Damit gibt es doch noch ein gutes Ende für ein insgesamt trauriges Kapitel deutscher und insbesondere hessischer Kulturpolitik. Ursprünglich wollte der Kunstsammler Karl Ströher den Beuys-Block einschließlich seiner großen Pop-art-Sammlung dem Darmstädter Landesmuseum unter der Bedingung überlassen, daß entsprechende Räumlichkeiten (ein Anbau) geschaffen würden. Land und Stadt nahmen so halbherzig das Angebot an, daß schließlich die Pop-art-Sammlung der Stadt Frankfurt verkauft wurde. Auch der Beuys-Block soll Frankfurt für drei Millionen Mark angeboten worden sein. Doch damals reagierte niemand.

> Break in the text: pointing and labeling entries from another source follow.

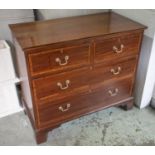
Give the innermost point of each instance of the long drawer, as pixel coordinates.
(62, 110)
(117, 47)
(59, 60)
(61, 85)
(112, 70)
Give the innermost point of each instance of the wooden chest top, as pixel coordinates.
(35, 34)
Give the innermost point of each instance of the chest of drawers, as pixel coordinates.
(74, 66)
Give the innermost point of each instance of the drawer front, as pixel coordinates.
(117, 47)
(112, 70)
(59, 60)
(61, 111)
(61, 85)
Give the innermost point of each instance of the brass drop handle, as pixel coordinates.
(63, 109)
(58, 60)
(113, 92)
(116, 72)
(67, 82)
(117, 50)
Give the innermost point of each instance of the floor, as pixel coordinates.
(112, 126)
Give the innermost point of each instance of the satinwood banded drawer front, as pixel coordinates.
(58, 60)
(112, 92)
(61, 85)
(112, 70)
(117, 47)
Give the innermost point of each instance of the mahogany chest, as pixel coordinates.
(74, 66)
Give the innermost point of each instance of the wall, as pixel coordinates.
(44, 14)
(145, 79)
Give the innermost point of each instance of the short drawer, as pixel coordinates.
(61, 86)
(117, 47)
(61, 111)
(112, 70)
(59, 60)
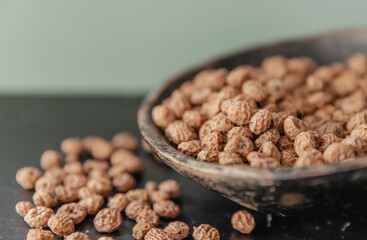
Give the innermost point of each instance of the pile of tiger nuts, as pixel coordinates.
(78, 188)
(285, 113)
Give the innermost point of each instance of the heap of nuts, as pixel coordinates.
(78, 188)
(285, 113)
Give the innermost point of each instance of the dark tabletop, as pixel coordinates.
(29, 125)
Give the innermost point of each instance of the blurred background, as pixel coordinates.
(94, 47)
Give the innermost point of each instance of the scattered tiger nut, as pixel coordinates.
(167, 209)
(50, 159)
(23, 207)
(72, 146)
(243, 221)
(75, 211)
(177, 229)
(133, 209)
(92, 204)
(124, 182)
(61, 225)
(107, 220)
(77, 236)
(205, 231)
(37, 217)
(40, 234)
(27, 177)
(172, 187)
(118, 202)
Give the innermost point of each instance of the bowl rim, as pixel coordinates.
(160, 147)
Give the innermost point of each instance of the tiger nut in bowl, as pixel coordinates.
(274, 189)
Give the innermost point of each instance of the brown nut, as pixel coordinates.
(27, 177)
(243, 221)
(107, 220)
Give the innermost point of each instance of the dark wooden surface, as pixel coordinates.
(29, 125)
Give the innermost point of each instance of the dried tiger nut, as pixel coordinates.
(74, 167)
(193, 118)
(239, 144)
(27, 177)
(271, 135)
(124, 182)
(125, 140)
(275, 67)
(326, 140)
(309, 157)
(23, 207)
(50, 159)
(77, 236)
(243, 221)
(101, 149)
(358, 63)
(254, 90)
(40, 234)
(157, 196)
(177, 229)
(72, 146)
(118, 202)
(157, 234)
(228, 158)
(101, 186)
(306, 139)
(37, 217)
(55, 173)
(293, 126)
(213, 142)
(107, 220)
(44, 198)
(167, 209)
(270, 150)
(208, 156)
(162, 116)
(66, 194)
(172, 187)
(190, 148)
(75, 211)
(148, 216)
(211, 78)
(133, 209)
(204, 232)
(92, 204)
(260, 121)
(178, 132)
(75, 180)
(238, 131)
(288, 158)
(139, 195)
(259, 160)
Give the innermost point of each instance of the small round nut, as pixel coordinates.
(205, 231)
(61, 225)
(27, 177)
(243, 221)
(177, 229)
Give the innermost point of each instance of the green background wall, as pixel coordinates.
(127, 47)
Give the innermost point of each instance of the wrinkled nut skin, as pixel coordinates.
(23, 207)
(204, 232)
(107, 220)
(40, 234)
(37, 217)
(167, 209)
(243, 221)
(27, 177)
(177, 229)
(61, 225)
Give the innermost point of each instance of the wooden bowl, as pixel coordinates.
(341, 187)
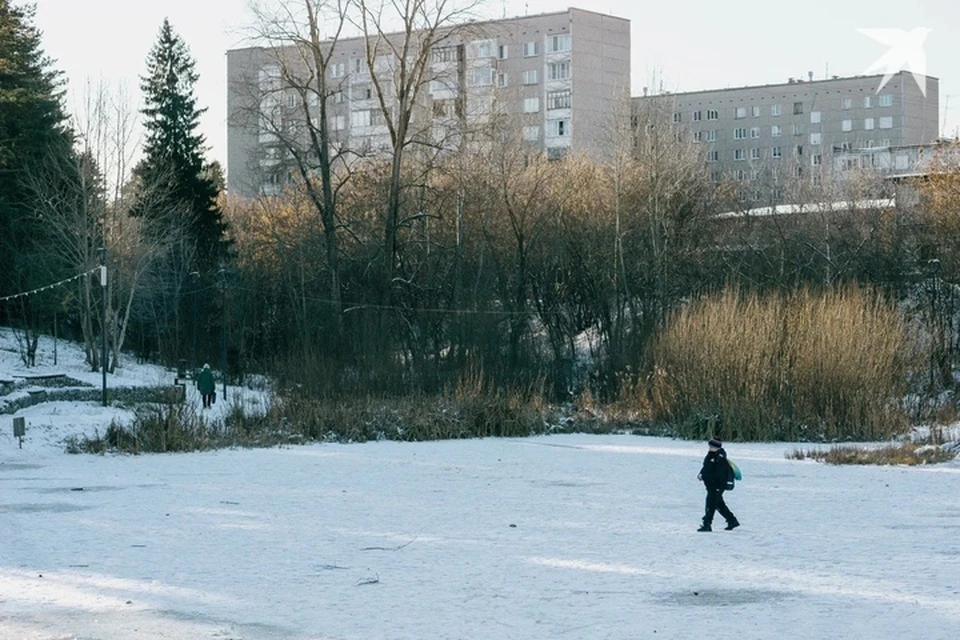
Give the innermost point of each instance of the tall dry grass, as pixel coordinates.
(807, 366)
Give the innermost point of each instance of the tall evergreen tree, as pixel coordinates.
(33, 132)
(173, 164)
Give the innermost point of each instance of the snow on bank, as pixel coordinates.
(550, 537)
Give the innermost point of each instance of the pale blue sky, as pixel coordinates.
(691, 45)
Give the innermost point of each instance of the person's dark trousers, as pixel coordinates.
(715, 503)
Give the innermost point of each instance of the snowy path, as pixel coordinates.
(392, 540)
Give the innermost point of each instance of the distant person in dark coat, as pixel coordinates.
(207, 385)
(714, 475)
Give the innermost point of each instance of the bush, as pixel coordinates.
(904, 453)
(808, 366)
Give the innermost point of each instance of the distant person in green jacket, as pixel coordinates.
(207, 385)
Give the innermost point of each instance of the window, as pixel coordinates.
(361, 92)
(444, 54)
(558, 70)
(558, 127)
(482, 48)
(559, 100)
(443, 108)
(481, 77)
(360, 118)
(558, 43)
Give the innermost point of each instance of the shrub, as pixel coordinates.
(808, 366)
(904, 453)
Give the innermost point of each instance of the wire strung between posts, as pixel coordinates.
(24, 294)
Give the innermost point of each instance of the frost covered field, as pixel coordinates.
(553, 537)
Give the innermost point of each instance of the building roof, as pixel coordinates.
(473, 23)
(784, 85)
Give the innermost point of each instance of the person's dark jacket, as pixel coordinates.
(715, 469)
(205, 382)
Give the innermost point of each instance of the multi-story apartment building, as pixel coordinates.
(559, 77)
(761, 135)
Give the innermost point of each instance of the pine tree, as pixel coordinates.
(33, 132)
(173, 164)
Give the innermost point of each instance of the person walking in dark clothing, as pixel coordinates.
(714, 474)
(206, 385)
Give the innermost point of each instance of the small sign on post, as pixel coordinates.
(19, 429)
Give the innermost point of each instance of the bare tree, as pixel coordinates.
(303, 58)
(399, 67)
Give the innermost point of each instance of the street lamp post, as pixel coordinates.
(195, 278)
(103, 310)
(223, 328)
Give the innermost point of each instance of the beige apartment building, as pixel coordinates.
(800, 129)
(560, 78)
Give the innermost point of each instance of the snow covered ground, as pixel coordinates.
(551, 537)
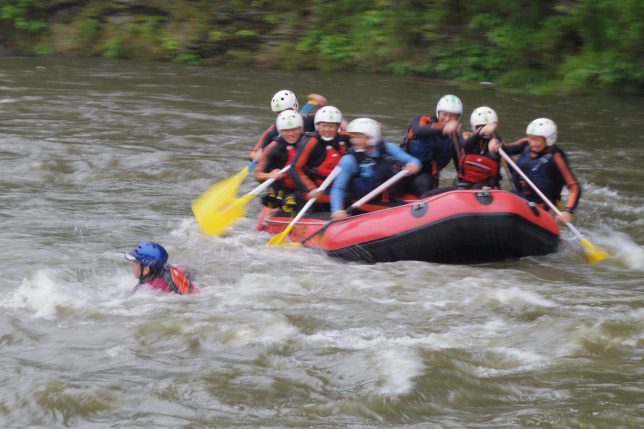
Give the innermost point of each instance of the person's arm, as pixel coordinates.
(349, 166)
(302, 181)
(261, 173)
(411, 163)
(574, 189)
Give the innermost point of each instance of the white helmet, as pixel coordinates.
(449, 104)
(328, 114)
(283, 100)
(545, 128)
(482, 116)
(289, 119)
(366, 126)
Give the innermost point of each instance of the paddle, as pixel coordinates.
(279, 238)
(220, 194)
(217, 221)
(593, 253)
(361, 201)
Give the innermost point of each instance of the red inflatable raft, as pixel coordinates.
(460, 227)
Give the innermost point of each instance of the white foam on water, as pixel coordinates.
(256, 327)
(507, 360)
(40, 295)
(514, 296)
(396, 370)
(620, 247)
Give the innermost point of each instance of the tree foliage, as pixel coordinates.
(545, 45)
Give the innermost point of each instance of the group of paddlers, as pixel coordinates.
(303, 147)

So kam es dazu, daß diese Installation, an deren Einrichtung Beuys mitgewirkt hatte und an der er immer wieder Ergänzungen vornahm, zu gleichen Teilen an den Londoner Galeristen Anthony d ‘Offay sowie an den Berliner Sammler Erich Marx verkauft wurde, die ihrerseits nach dem Tod von Beuys im In- und Ausland neue Käufer suchten. Also ergab sich eine zweifache Gefahr: Einerseits drohte die Abwanderung dieses in der Welt einmaligen Beuys-Komplexes, andererseits war zu befürchten, daß die von Beuys selbst geschaffene Installation auf Dauer zerstört würde.
Das, was die öffentliche Hand nahezu kostenlos hätte erhalten können, mußte nun für 16 Millionen DM angekauft werden; zwei Drittel trägt die Hessische Kulturstiftung, ein Drittel die Kulturstiftung der Länder. Vielleicht trägt diese bittere Erfahrung dazu bei, daß mit Hilfe der Kulturstiftungen solche Spätzündungen verhindert werden.
Auf jeden Fall ist der Beuys- Ankauf für beide Stiftungen ein gutes Signal. Sie kommen auf diese Weise erst gar nicht in den Geruch, nur die Retter von Antiquitäten zu sein.
Morgen stellt in Wiesbaden die Hessische Kulturstiftung ihre erste Bilanz vor: Neben dem Beuys-Block wurde auch das Kirchner-Bild „Seehorn für das Museum Wiesbaden erworben. Außerdem wurden die Wiesbadener Ausstellung 1000 Jahre russische Kunst, die Katalogisierung der Hofbibliothek in Arolsen sowie die Vorplanung der Landesausstellung Georg Christoph Lichtenberg (1992 in Darmstadt) mitfinanziert.
Daß Nordhessen in dem ersten Förderungsblock nur am Rande auftaucht, ist nach Darstellung der Kulturstiftung eher Zufall. Eines der nächsten Projekte soll der Erwerb eines Gemäldes von einem Rembrandt-Schüler für die Staatlichen Kunstsammlungen Kassel sein. Die Förderung aktueller und im Lande nicht selbst erarbeiteter Ausstellungen (siehe Wiesbaden) sollte für die Kulturstiftung aber eine Ausnahme bleiben.